The G20 meets, a shadow of itself, the smell of death upon it

RASHMEE ROSHAN LALL November 30, 2018

Today (Friday, November 30), the G20 summit convenes, 10 years after its debut as a leaders’ confab.

[When it was set up in 1999 the G20 was a forum for finance chiefs and central bankers from economies representing some two-thirds of the world’s population and 85 per cent of global output. It became a leaders’ summit in 2008.]

But 2018 is almost as – perhaps even more – nail-biting than 2008 when the G20 was reprised as a leaders’ forum in response to the global financial crisis.

Today, global solidarity is a shrinking sentiment. That’s not just because of China-US trade tensions, but also on account of the following: Donald Trump’s “America First” agenda, Vladimir’s Putin’s dangerous games in Ukraine, and Saudi impunity after the murder in its Istanbul consulate of self-exiled journalist Jamal Khashoggi.

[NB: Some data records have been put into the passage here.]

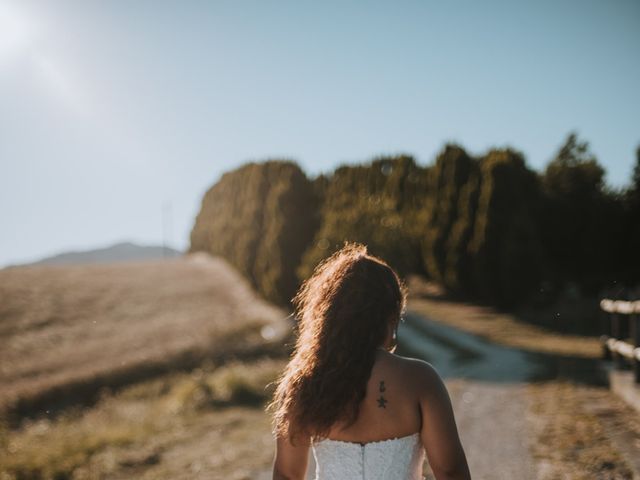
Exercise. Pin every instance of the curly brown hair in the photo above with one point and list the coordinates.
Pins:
(343, 312)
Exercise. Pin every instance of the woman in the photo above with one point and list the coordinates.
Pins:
(365, 412)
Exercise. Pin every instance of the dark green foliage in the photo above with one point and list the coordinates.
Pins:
(488, 227)
(447, 178)
(458, 262)
(260, 217)
(629, 253)
(505, 246)
(375, 204)
(579, 218)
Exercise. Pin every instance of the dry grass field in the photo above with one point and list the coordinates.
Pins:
(161, 369)
(68, 331)
(153, 369)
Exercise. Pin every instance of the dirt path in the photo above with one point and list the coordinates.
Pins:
(486, 383)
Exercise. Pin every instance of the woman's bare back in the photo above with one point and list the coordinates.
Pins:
(391, 407)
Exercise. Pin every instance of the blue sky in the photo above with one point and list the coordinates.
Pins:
(112, 111)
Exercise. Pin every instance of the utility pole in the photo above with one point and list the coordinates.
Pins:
(166, 227)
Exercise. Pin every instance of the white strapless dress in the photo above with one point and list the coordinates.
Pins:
(393, 459)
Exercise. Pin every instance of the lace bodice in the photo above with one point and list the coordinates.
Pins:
(397, 459)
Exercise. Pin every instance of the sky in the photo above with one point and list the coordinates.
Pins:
(117, 116)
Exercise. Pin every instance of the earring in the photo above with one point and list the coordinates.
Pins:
(394, 345)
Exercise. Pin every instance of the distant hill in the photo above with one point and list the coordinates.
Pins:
(67, 331)
(119, 252)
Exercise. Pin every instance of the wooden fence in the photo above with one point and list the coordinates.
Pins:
(622, 341)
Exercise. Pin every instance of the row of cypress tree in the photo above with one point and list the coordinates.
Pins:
(486, 227)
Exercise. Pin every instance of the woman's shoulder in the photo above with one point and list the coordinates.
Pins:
(422, 373)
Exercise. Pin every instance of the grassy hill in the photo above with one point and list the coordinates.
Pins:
(67, 332)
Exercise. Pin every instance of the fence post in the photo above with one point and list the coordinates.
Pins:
(634, 320)
(616, 333)
(605, 328)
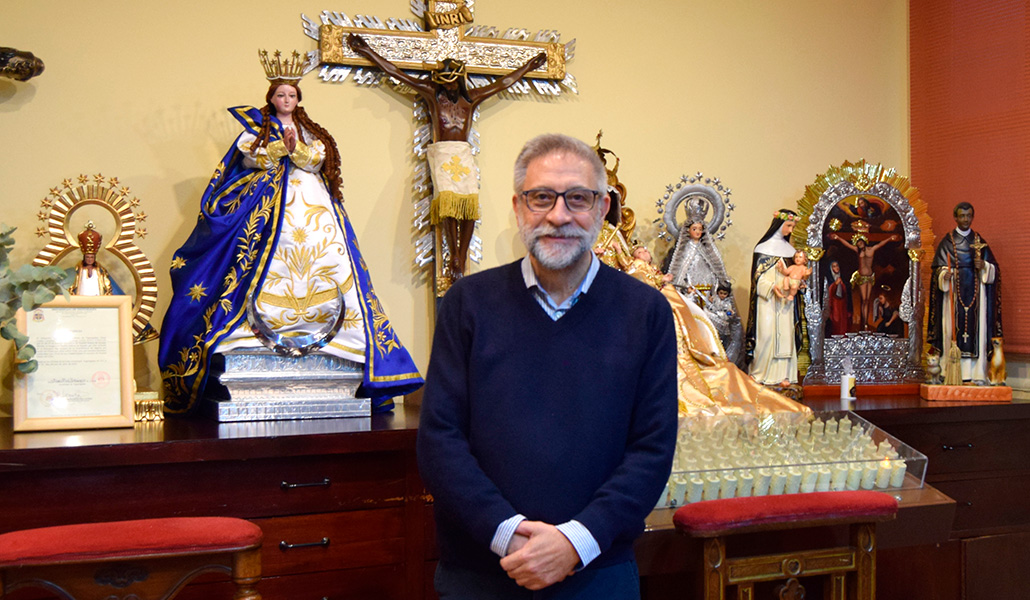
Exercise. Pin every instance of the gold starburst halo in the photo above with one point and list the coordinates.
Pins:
(864, 176)
(58, 208)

The G20, as Bloomberg puts it, meets in the midst of an “identity crisis”. There are common threats, but not a sense of “common purpose”.

It’s a fair bet then that the leaders who get together in Argentina on Friday and Saturday are more likely to be trying to get the better of each other than to unite for the greater common good. The case for multilateralism may be made yet again by some of the attendees, but nationalism is being pushed so strongly by the world’s richest, most militarily powerful country, it is drowning out less fractious ideas.

Ted Truman, senior fellow at the Peterson Institute for International Economics, says that the G20 communique is less likely to be newsworthy than the “bilaterals that are held—or not held”.

He added, 10 years after the creation of G20, “it’s not going to produce a breakthrough in international cooperation, if I can put it that way, because the people are not ready for a breakthrough in international cooperation.”

Indeed, there will be two agendas doing battle at one summit – multilateralism vs nationalism.